According to the American Congress of Obstetricians and Gynecologists (ACOG), there are five main methods of induction which might be used depending on your Bishop's Score, a number from 0 - 13 that your midwife or OB-GYN will assign your cervix. According to the American Pregnancy Association (APA), medication might be used to start your labor, including prostaglandins (medications used to "ripen" the cervix) or Pitocin (a synthetic form of the hormone oxytocin that induces uterine contractions). According to ACOG, other methods your health care provider might use include manually dilating your cervix with a catheter, stripping your membranes — or placing their finger in your cervix to separate the amniotic sac from the uterus, which causes your body to release natural prostaglandins — and artificially rupturing your membranes, which is also called breaking your water.

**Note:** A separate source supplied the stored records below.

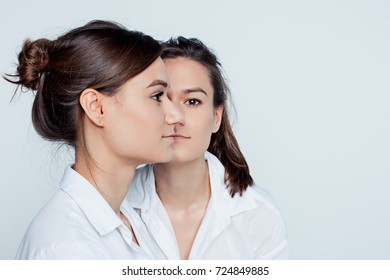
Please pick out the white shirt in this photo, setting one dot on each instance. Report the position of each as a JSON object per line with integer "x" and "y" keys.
{"x": 78, "y": 223}
{"x": 244, "y": 227}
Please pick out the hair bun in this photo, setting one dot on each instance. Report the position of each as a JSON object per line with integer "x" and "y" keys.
{"x": 33, "y": 61}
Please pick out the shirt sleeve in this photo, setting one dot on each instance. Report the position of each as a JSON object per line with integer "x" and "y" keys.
{"x": 268, "y": 229}
{"x": 69, "y": 250}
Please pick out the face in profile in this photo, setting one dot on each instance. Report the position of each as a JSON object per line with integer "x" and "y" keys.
{"x": 191, "y": 91}
{"x": 140, "y": 116}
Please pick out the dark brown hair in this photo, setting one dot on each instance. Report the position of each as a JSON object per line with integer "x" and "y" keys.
{"x": 223, "y": 143}
{"x": 101, "y": 55}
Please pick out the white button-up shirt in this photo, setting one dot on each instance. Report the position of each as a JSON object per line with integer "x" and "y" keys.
{"x": 78, "y": 223}
{"x": 244, "y": 227}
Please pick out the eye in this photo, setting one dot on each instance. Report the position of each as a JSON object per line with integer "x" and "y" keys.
{"x": 157, "y": 96}
{"x": 193, "y": 102}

According to the Centers for Disease Control and Prevention (CDC), induction of labor is growing in popularity. Nearly 24 percent of vaginal births are the result of some form of induction. According to the Mayo Clinic, some medical reasons for induction of labor include having a health condition (such as high blood pressure, gestational diabetes, or a uterine infection), going past your due date, your water breaking without labor starting, or certain health conditions impacting your baby. Some women also choose elective inductions, and some OB-GYNs recommend them because risks to your baby increase past 39 weeks gestation. In the end, you and your health care providers will be able to assess your pregnancy, your health, your baby's health, and determine what's best for you and your birth plan. And if induction is in the cards, you'll probably hear all about the following:
According to ACOG, if your cervix is already a bit dilated, "stripping" or "sweeping" your membranes might be enough to start your labor. To perform the procedure, your provider will place a gloved finger inside your cervix and use a sweeping motion to separate your baby's amniotic sac from the side of your uterus. This may cause your body to release prostaglandins, or hormones, which can further thin and dilate your cervix or cause contractions.
According to one review of available research, membrane sweeping may or may not be effective, depending on how far along in your pregnancy you are and the state of your cervix.
Artificial Rupture Of Membranes
According to ACOG, rupturing your baby's amniotic sac or breaking your water, with a small hook during a procedure called an amniotomy, can start contractions and induce labor. The procedure is generally done if you cervix is already dilated and thin and your baby has descended. According to the same site, most women will go into labor within hours after their amniotic sac breaks. This procedure can also be used along with other induction techniques or to help strengthen labor contractions.
If your cervix is not ripe or dilated enough to break your waters, your provider might use synthetic prostaglandins — hormones that your body produces in labor — to thin and dilate your cervix. According to the APA, they will insert a suppository containing prostaglandins into your vagina to help ripen your cervix and induce labor. One advantage of this method of induction is that laboring women are generally able to move around the room with this method.
Fun fact: sperm also contains prostaglandins, according to What to Expect, which is why some providers might suggest unprotected penis in vagina sex to get things started.
According to Mayo Clinic, one way to induce labor is to insert a small catheter with a balloon on one end into your cervix. Once inside, your provider will fill the balloon with saline and the pressure from the balloon can help dilate and ripen your cervix.
According to the American College of Obstetricians and Gynecologists (ACOG), oxytocin is a hormone that your body produces naturally during labor. Pitocin is the brand name of synthetic oxytocin that is commonly used to induce labor by causing your uterus to contract. Pitocin may be used on it's own to augment or induce labor or along with prostaglandins, or other methods. Although many people suggest that Pitocin contractions cause significantly more pain than non-Pitocin contractions, according ACOG that totally depends on the dose used and how your body responds to the medication.